Everyone has something they are trying to reach in life. And when they attain one, another pops up. That is the never-ending circle of goals. Setting a goal is like having a picture of the prize to remind you to stay on track. Goals are where we want to be, what we want to achieve, what we want to have, and what we want to leave behind.
Financial goals are milestones and objectives we want to achieve in how we spend and save our money over a period. While Financial goals are often discussed in terms of our personal finances, it is a principle that also applies to starting and running a business. It is the scale by which you can effectively measure your financial growth as a business.
Financial goals can be long-term goals or short-term goals. This classification is time-based. That is the duration for which you have set to achieve these goals. Short-term goals usually between 6-24months, and Long-term goals are anything after that. It could even be a lifetime financial goal like being debt-free. We must know where to place each goal in order not to end up frustrated in the process. Trying to achieve a goal that should be long-term in 6months/1year will likely lead you down the road of financial frustration. You will think you are not doing enough and have probably failed when it's just that you need more time to breathe.
Example of Personal Financial goals include:
- Increasing personal income
- Becoming debt-free
- Saving for retirement
- Building an emergency fund
- Acquiring fixed asset
- Making a substantial investment
- Increasing your net worth
The best way to set financial goals is to consider the things that are important to you. It will help you remain committed to reaching your goals. We should, however, not confuse the process with the end. Financial planning is the process, the pathway, while Financial goals are the end in mind, the finish line. The financial plan is as important as the goal because it is the plan that leads you there. Many times, people have a good picture of where to go but a terrible map. Carefully take out time to come up with a plan that leads to your goals. Here are a few things to consider to achieve your financial goals:
Create and follow a budget that includes everything you need and allocation things you cannot know yet. The budget has proven to remain efficient in curtailing unnecessary spending. It also allows you to make room for what is necessary and that you might likely forget if not written down. It helps to curb unwanted expenses. Telling people you have a budget is a good way to tell them to back off.

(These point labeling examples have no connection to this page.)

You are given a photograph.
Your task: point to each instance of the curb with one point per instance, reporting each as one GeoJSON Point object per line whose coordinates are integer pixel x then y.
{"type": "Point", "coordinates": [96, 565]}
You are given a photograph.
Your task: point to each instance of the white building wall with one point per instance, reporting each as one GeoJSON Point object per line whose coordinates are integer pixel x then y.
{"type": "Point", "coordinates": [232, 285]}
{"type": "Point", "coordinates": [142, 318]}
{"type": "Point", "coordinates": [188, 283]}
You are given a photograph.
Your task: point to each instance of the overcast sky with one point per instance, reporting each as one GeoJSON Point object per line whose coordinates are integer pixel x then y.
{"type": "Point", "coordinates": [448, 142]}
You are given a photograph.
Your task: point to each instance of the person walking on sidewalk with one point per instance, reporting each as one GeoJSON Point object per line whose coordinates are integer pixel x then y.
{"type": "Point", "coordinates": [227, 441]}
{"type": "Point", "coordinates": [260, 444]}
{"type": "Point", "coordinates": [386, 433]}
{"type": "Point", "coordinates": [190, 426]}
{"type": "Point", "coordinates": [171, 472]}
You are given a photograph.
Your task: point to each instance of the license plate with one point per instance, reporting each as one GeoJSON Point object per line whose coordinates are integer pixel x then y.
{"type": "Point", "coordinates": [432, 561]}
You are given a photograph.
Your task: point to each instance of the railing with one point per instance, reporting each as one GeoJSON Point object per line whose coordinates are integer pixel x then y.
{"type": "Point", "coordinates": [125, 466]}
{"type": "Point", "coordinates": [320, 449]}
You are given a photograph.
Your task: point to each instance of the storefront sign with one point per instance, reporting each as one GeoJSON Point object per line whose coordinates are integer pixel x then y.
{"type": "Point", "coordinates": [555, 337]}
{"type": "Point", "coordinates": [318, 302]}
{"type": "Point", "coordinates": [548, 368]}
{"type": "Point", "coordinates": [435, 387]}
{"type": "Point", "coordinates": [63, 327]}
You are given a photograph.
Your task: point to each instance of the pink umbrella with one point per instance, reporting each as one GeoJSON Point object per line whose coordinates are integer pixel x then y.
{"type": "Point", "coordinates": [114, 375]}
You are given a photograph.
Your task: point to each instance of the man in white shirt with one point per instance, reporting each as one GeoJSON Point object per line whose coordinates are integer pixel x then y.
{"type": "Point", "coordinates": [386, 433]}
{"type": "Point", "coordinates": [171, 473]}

You might say you already have a budget, but it does help to keep records of your expenses. It guides you in preparing your budget. It helps you know how much you have abided by your budget. And it is a better way to track your progress.
Fintech has made it easier to save with automated saving apps. You cannot delay saving and end up spending the money because these apps automatically deduct the money from your account as long as it is funded on your set days.
There is a better way to do everything. You only have to find the right book. Reading books on finance can help you build good financial habits. These books will inspire and challenge you to remain committed to achieving your financial goals. These books also contain tips that help you improve your finances.
Another source of income
Even if your current job pays you well, it is always a good idea to have another source of income. Of course, that means more money, but it is not only about that. Anything can happen to your primary source of income, and it helps to have something to fall back on. It could be for just a short time. You can learn a skill, start a new business, launch a new line of products and services, and you can take up a second job. As the saying goes, do not put all your eggs in one basket.